National Action Plan for Vulture Conservation, 2020-2025

The National Action Plan for Vulture Conservation, 2020-25 was recently approved by National Board for Wild life. Vulture numbers saw a steep slide – as much as 90 per cent in some species. While the ministry has been carrying out a conservation project for vultures since 2006, the plan is to now extend the project to 2025 to not just halt the decline but to actively increase the vulture numbers in India. There are nine recorded species of vultures in India – the Oriental white-backed, long-billed, slender-billed, Himalayan, red-headed, Egyptian, bearded, cinereous and the Eurasian Griffon. Between the 1990s and 2007, numbers of three presently critically-endangered species–the Oriental white-backed, long-billed and slender-billed vultures – declined massively with 99 per cent of the species having been wiped out.

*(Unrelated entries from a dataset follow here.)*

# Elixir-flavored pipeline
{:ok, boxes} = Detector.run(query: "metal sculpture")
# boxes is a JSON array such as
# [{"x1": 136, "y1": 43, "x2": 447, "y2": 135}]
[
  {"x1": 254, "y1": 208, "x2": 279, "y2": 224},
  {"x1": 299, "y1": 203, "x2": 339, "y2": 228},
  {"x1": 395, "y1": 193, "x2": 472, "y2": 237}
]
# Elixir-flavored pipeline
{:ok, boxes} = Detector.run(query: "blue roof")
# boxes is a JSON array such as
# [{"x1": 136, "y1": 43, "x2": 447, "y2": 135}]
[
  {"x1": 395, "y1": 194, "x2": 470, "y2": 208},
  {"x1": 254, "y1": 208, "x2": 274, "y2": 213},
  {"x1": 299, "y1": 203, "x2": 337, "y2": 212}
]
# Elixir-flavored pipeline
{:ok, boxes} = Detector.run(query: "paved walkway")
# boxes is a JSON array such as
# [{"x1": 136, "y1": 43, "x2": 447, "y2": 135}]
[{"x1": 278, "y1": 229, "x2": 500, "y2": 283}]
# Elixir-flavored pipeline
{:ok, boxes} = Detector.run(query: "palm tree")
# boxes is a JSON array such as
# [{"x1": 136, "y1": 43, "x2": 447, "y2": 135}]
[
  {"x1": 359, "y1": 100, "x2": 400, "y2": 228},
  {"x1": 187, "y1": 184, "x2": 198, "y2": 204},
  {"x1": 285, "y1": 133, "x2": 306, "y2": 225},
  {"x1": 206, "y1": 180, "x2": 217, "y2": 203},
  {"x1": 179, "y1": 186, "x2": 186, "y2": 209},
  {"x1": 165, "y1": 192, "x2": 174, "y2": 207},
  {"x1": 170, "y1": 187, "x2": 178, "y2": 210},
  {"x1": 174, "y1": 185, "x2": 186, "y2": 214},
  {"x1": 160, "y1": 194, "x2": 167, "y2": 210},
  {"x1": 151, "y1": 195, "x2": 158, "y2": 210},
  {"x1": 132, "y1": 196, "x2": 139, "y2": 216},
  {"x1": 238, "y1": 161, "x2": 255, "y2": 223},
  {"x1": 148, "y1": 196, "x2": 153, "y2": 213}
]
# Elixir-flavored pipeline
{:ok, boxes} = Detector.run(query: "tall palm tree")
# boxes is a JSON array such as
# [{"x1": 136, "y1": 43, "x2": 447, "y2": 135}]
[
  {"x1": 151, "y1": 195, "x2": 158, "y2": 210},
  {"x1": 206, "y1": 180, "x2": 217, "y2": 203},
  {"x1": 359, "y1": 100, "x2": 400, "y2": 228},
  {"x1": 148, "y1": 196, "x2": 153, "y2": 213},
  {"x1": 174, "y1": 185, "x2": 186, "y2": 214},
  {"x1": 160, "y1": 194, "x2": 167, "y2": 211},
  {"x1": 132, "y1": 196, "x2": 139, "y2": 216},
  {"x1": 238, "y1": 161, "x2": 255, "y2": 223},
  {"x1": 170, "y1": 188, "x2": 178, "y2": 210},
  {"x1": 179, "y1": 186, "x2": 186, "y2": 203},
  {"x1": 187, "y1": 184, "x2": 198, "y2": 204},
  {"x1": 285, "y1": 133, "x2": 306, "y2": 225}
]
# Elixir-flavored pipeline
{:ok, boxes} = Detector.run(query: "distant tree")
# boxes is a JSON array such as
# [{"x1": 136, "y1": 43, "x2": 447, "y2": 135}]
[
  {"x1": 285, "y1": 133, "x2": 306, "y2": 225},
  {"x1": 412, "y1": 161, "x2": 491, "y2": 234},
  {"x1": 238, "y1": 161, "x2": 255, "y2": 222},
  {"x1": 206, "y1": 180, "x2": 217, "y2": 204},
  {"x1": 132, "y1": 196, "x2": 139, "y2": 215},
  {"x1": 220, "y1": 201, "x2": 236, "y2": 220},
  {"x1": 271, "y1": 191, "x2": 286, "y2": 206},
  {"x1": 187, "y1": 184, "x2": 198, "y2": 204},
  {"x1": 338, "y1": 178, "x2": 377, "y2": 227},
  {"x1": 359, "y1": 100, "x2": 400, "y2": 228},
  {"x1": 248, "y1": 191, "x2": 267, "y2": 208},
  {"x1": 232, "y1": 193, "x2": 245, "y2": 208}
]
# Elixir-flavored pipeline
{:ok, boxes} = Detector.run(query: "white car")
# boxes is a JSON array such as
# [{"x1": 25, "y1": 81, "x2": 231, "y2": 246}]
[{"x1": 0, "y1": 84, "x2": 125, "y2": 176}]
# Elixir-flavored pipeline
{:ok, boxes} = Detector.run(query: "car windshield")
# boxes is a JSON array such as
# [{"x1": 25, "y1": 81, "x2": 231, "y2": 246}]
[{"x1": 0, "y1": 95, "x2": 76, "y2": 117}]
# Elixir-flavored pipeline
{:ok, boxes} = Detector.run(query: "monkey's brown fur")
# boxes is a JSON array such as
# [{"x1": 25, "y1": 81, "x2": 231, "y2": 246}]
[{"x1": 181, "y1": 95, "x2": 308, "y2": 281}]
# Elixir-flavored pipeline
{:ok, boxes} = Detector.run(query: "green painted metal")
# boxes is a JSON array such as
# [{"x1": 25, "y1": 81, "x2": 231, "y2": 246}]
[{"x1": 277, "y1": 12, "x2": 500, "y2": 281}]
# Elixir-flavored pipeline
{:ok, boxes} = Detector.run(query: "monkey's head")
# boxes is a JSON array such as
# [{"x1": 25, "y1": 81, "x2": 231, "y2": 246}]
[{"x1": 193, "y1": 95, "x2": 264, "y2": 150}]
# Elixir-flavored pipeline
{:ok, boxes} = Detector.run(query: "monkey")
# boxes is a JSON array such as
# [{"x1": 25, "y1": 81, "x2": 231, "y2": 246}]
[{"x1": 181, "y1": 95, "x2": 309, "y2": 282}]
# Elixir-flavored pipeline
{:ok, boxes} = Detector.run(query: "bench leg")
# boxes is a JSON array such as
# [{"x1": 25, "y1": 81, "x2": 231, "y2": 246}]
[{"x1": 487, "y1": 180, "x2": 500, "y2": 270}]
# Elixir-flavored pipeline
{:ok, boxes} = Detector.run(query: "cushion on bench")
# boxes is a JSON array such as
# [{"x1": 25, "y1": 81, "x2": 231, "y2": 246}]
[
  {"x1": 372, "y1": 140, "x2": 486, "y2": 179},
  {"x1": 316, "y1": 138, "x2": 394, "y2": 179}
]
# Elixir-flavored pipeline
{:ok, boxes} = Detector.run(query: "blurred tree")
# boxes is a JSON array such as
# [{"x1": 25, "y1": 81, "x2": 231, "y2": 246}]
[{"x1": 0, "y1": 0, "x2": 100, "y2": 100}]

The number of red-headed vultures, also critically-endangered now, declined by 91% while the Egyptian vultures by 80%. The Egyptian vulture is listed as ‘endangered’ while the Himalayan, bearded and cinereous vultures are ‘near threatened’.

Key Highlights of the Plan

The new plan automatically removes veterinary use of a drug if it is found to be toxic to vultures. This is to be done with the help of Drugs Controller General of India.

Under the plan, every state will host at least one vulture safe zone to conserve the remnant population of vultures in the state. These centres will facilitate conservation and breeding of vultures.

A coordinated Nation-wide vulture counting is to be conducted by the Bombay Natural History Society, Forest Department, non-profit organisations, Research Institute, etc. These countings are to be conducted at regular intervals.

Additional Conservation Breeding Centres are also being planned across the country, along with Vulture Conservation Centres with samples and information collected from the wild, analysed and stored at these centres – one each in Uttar Pradesh, Tripura, Maharashtra, Karnataka and Tamil Nadu. Four rescue centres have been proposed for different geographical areas like Pinjore in the north, Bhopal in central India, Guwahati in Northeast and Hyderabad in South India.